Meng appeared in court on Monday (Canadian time) in her extradition case amid an intensifying legal battle between the US government and the Chinese tech giant. Her lawyers have been striving to launch a multi-front attack on the extradition request by the US.
Meng's defense team argued that US officials omitted key facts and misled the Canadian side in the case.
The extradition proceedings against Meng constitute an abuse of the Canadian judicial process and should therefore be terminated. In particular, Meng is seeking to raise a third branch of her application concerning the abuse of process, on the basis that "the record of the case provided to the Crown by the US was misleading and contained material omissions and misrepresentations."
The hearing was scheduled to last for days this week in Vancouver in the British Columbia Supreme Court.
Her defense team was expected to argue that the US charges against Meng — that she hid Huawei's relationship with its former subsidiary Skycom in Iran from HSBC - are false and lack context, according to previous media reports, which cited court filings.
"As expressed consistently, Huawei has confidence in Meng's innocence and we trust in the Canadian judicial system to reach that conclusion," Huawei Canada said in a statement sent to the Global Times. Accordingly, Huawei will continue to support Meng's pursuit of justice and freedom.
Meng was arrested at Vancouver International Airport in December 2018 by Canadian authorities at the request of the US for allegedly violating US law. She faces fraud charges, and the US Justice Department announced in January 2019 that it would formally seek her extradition to the US.
The resumption of legal proceedings in Canada has put the spotlight back on HSBC in China, after some observers cast doubt on the role the British bank played in Meng's case. The latest arguments raised by Meng's lawyers indicated that the lender was an accomplice of the US.
While Western media reports said that Huawei's relationship with Skycom is central to this high-profile case, lawyers for Huawei said in a memo filed to the B.C. Supreme Court in June that Meng had been falsely accused, and that the US authorities made reckless misstatements about a presentation the Huawei senior executive made to HSBC.
The memo included claims that the US misrepresented and ignored details of a crucial presentation that Meng gave to the London-based bank, which has become the basis of US charges that Meng lied about Huawei's business with Iran.

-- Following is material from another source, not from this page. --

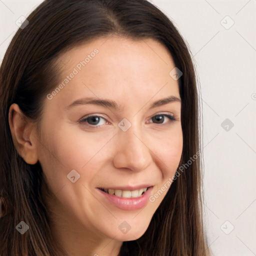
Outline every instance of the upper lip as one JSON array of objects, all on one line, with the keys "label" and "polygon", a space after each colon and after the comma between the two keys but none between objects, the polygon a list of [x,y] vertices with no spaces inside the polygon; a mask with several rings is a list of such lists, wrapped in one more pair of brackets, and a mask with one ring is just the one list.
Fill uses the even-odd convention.
[{"label": "upper lip", "polygon": [[98,188],[104,188],[105,190],[140,190],[140,188],[149,188],[150,186],[153,186],[154,185],[149,184],[142,184],[140,185],[138,185],[136,186],[106,186]]}]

If a foreign financial institution privately obtains evidence through its branch in China or takes testimony from witnesses in China in order to provide such material to foreign law enforcement or judicial authorities in criminal cases under investigation, prosecution or trial, such behavior constitutes a violation of Article 4 of China's International Criminal Judicial Assistance Law, Huang Feng, director of Beijing Normal University's Institute for International Criminal Law, told the Global Times on Tuesday.
The British bank was already facing an unprecedented crisis in the Chinese market for its role in Meng's case and its previous ambiguous attitude toward the national security law for Hong Kong, in addition to the recently reported scandal on its alleged money laundering. The bank's shares sank to 25-year low last week as Chinese observers urged that it be put on China's first Unreliable Entity List.
The arrest of Meng has also soured China-Canada ties, as the Chinese envoy to Canada, along with the Chinese Foreign Ministry, have reiterated that the case is a purely political maneuver, which has become a fundamental reason for deteriorating bilateral ties.